A woman whose black hair was white at the temples, neatly but not extravagantly dressed, with a telepath crystal at her throat, came in while the sorcerer was still working, but waited quietly until he finished and gathered up his own copy.

“We can work from this one,” he said. “But of course working from copies of copies...”

“Send me paper,” Matt said. “I'll do more copies from the originals.”

“Thanks.”

“If you'll come with me,” the woman said, “we have quarters ready for you.”

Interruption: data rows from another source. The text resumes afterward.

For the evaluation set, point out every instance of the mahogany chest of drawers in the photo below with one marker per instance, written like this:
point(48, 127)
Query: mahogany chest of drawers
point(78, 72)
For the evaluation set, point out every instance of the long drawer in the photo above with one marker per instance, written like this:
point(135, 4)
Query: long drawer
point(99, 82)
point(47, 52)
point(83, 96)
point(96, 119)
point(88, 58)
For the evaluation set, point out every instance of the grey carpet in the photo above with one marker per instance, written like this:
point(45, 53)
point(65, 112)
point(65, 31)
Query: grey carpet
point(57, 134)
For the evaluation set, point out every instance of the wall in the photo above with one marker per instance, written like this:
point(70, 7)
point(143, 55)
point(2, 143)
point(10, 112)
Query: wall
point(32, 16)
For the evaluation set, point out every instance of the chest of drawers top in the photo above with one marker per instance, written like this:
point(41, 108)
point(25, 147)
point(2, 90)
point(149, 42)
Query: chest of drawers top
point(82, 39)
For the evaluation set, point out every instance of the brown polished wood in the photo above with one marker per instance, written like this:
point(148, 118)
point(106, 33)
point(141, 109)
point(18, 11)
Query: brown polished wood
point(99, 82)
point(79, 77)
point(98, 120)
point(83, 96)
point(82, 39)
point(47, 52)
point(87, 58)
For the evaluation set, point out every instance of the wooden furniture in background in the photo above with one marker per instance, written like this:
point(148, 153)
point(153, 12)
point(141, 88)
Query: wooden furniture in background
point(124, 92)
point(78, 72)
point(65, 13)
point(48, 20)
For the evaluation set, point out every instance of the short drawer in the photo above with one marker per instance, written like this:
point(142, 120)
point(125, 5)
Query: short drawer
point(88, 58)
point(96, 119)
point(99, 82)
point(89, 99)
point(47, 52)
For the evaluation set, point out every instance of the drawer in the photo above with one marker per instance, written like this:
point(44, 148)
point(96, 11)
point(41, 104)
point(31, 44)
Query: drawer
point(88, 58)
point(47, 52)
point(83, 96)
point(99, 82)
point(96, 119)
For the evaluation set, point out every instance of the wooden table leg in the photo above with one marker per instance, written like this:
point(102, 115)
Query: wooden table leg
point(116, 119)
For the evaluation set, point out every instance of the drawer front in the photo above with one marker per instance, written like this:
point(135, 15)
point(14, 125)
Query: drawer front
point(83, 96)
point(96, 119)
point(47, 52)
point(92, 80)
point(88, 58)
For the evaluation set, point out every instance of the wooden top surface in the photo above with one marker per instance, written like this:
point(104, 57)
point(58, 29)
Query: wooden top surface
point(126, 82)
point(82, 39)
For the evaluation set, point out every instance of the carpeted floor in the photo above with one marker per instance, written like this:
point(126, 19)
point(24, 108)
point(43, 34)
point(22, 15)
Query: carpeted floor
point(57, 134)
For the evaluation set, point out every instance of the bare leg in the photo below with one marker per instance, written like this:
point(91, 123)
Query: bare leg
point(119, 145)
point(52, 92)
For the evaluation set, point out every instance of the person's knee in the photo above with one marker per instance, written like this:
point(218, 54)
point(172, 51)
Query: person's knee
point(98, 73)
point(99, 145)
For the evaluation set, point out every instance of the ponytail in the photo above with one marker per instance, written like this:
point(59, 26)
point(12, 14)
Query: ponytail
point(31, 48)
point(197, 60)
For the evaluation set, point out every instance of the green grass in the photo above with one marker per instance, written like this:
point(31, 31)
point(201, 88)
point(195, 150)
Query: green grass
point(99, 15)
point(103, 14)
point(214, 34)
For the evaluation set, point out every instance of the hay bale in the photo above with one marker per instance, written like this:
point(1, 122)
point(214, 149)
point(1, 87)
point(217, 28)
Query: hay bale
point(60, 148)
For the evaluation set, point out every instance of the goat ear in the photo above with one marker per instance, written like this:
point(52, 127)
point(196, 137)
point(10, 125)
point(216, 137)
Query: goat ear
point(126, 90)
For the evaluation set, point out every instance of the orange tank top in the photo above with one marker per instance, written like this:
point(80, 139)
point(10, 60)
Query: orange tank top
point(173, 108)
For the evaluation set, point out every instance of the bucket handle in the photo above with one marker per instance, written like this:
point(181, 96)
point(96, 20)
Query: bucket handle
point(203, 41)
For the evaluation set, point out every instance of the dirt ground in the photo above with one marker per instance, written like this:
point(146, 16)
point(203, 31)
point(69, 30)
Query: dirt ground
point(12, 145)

“Thank you,” Matt said. “The horses?”

“Already taken to the stables, and your belongings are waiting for you.”

Whatever else one could say about the College and the related administration, in some things you could hardly fault the efficiency.

There was no sign of Kian, but presumably he'd gone with the horses.

The woman showed them to another building, up two flights of stairs, and opened a wide door. “There's a rope just inside to pull if you need anything. Three alasir-blood and a siren-blood, as far as meals? Nocturnal schedule?”

“Yes, probably,” Matt said. “The schedule might change, but that's fine for now.”

The woman nodded and closed the door behind her.

Kisea looked around at the luxuriously-appointed sitting room. “I should be in a cell, but they put us in a highborn suite?”

“They're shielded,” Matt pointed out. “As far as living quarters, the suites and the cells have the strongest shields in the College. As long as they know we're in here, they don't need to wonder what we're doing, so they can concentrate on the actual issue. The shielding goes both ways, so at least we know we can have some privacy.”

“Even if the door isn't locked,” Shon said, “I have no doubt someone will be watching.”

“Several, I would think, some of them via scrying or seeing.”

“Any individual or minority group that seeks to simplify the problem by removing you two will have no hope of being unobserved. Not that they could get past your loyal guards, but a deterrent to try is better yet.”

“I don't think anyone's likely to try to kill us in our beds,” Matt objected.

Shon shrugged. “Exactly, for many reasons.”

Their gear was in a pile a short way from the door; it was generally not a good idea to start opening bags and baskets belonging to a sorcerer, since they might bite.

Flanking the sitting room were two sumptuous bedrooms, against the outer wall, and two smaller plainer ones that lacked windows, clearly for personal servants the occupants wanted nearby, and even a private bathroom complete with a copper boiler.

“At least we'll be comfortable, waiting for the sentence,” Kisea murmured to Shon, who had come up behind her in one of the larger rooms, carrying the packs Kallima and her mother had put together so thoughtfully for Kisea.

“Try not to think that way,” Shon said gently. “There is quite a lot in your favour.”

“And generations of fear and ignorance, to say nothing of the Assembly's convenience and pride, against me.”

“Have hope. Sometimes, right really does win.”

“The three of you are probably going to regret being in a confined space for days with a scared and anxious half-siren.”

“Anything that helps you get through this.”